With those notes aside, we can connect to the web page by typing in the local network IP address of the Arduino, which I have set up to be fixed using my router’s DHCP reservation functionality. The Arduino did not automatically receive an IP address when the Ethernet cable was first plugged in, so it was necessary to manually add the it to the router’s client list using the mac address on the underside of the shield.
On the web page served by the Arduino it tells us what is currently displayed by the LCD, and it provides us with two boxes to enter more text, one for each row. Each row is limited by the HTML code to 16 characters which provides instant feedback about the limitations of our setup to the user.
Typing in a couple of new lines and clicking the submit button causes the page to refresh and update with what we just entered! In a related issue, due to the RAM limitations of the Arduino and the way symbols are encoded for a URL (a % sign followed by two Hex digits), symbols initially use three times as many bytes as normal alpha-numeric characters. Therefore, if a user were to enter nothing but symbols in each field, the Arduino would crash due to memory issues. To solve this problem I added some code to limit the length of the raw text accepted, but this means that if a user enters too many symbols, the second line will be truncated. In fact, if nothing but symbols are entered into both lines, the second line will be truncated to nothing. It is an unsatisfactory solution, but it’s not an issue if the user uses symbols responsibly.

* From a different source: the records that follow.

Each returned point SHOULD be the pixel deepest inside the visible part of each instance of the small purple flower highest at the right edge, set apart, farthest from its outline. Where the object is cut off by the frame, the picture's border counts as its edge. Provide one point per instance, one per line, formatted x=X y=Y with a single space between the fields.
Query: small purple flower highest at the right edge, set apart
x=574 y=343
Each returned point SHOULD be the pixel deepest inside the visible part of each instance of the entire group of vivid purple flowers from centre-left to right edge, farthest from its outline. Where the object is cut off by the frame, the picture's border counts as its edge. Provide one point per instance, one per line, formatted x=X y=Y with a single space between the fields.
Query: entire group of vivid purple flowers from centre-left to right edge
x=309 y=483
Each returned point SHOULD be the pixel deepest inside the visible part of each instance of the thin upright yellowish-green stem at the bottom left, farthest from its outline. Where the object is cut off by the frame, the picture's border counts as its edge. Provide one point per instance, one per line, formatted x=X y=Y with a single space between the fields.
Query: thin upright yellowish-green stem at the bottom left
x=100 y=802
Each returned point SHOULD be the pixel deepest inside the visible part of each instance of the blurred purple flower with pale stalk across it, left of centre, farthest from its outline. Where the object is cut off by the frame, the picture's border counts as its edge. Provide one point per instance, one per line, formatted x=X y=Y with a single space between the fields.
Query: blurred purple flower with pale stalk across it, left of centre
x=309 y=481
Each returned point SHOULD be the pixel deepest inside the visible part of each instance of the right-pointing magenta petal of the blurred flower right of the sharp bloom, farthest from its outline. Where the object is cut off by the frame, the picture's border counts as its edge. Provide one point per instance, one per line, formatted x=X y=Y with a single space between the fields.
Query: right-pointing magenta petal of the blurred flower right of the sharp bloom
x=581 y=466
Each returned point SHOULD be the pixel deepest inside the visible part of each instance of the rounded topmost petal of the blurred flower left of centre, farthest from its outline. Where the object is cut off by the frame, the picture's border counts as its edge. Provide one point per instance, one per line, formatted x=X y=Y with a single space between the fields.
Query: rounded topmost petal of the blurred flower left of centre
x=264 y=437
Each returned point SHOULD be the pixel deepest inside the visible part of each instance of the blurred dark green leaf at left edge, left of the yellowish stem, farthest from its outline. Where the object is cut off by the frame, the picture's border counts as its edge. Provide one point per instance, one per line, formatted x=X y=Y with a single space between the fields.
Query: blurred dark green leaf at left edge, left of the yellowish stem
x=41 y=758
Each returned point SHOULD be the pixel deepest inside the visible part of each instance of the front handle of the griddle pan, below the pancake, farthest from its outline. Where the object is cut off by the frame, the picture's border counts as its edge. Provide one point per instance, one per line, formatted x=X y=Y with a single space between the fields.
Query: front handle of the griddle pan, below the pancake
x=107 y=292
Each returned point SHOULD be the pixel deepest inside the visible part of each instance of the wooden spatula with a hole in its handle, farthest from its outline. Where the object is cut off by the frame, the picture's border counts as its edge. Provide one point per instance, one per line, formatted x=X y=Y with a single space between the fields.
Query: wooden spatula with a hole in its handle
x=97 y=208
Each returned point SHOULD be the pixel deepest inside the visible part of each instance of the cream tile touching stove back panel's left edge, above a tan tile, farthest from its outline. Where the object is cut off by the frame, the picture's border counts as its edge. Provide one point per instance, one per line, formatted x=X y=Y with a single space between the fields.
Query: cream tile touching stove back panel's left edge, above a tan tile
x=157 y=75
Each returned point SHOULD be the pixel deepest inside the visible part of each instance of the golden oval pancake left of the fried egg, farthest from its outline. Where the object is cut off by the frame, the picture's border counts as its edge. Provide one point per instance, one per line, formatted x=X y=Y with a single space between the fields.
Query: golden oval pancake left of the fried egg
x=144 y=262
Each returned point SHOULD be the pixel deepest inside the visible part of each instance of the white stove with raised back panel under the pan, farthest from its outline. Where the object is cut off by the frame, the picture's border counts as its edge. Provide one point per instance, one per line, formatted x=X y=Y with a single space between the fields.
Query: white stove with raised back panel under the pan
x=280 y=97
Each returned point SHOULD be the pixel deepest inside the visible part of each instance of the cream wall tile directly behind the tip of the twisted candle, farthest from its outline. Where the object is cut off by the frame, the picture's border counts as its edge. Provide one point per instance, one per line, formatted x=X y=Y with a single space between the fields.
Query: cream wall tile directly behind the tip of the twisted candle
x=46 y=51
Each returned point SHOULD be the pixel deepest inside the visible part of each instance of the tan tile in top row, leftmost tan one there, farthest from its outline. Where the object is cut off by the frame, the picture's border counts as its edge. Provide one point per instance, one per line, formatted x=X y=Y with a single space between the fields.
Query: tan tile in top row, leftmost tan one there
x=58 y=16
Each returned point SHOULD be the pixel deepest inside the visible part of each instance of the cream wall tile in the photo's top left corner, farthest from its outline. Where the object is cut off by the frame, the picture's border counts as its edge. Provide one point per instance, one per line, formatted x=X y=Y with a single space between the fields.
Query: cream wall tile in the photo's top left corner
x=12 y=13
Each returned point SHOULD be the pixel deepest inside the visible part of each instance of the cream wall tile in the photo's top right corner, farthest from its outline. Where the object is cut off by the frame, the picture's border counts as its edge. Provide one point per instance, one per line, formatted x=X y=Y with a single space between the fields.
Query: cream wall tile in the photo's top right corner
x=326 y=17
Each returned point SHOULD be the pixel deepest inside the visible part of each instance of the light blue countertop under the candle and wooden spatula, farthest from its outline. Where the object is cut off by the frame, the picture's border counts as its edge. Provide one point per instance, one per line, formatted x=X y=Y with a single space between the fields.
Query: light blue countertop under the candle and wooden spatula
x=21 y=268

While my Arduino is only hooked up to my local area network, it is possible to release it into the wild world of the Internet, though there is some risk (which I lack the expertise to properly assess) to doing so on your home network. There are some instructions for implementing this at http://sheepdogguides.com/arduino/art5serv.htm involving changing the settings on your home router and utilizing DynDNS to get a readable and static domain name.
The most difficult aspect of this whole project was without a doubt managing the heavy use of strings within the Arduino’s small amount of RAM. Lots of work went into preventing any major or obvious memory leaks, but I am not entirely sure that I have gotten them all. To ration the memory effectively, I also utilized the ability of the Arduino to store constants in flash memory for the strings of HTML code that are sent to the client’s browser. This means I have at most only a single line of HTML stored in RAM at any time.
That wraps up my first post and first major Arduino project that involved some real coding and which was more than just random experimentation and tinkering. There is still some work that could be done debugging, and I intend to work on some extreme and border conditions to see if there are any bugs remaining that will cause it to crash or do some other bad thing.
(what fun is it if you don’t try to break it?)
As a reminder, the source code for this project can be found Here.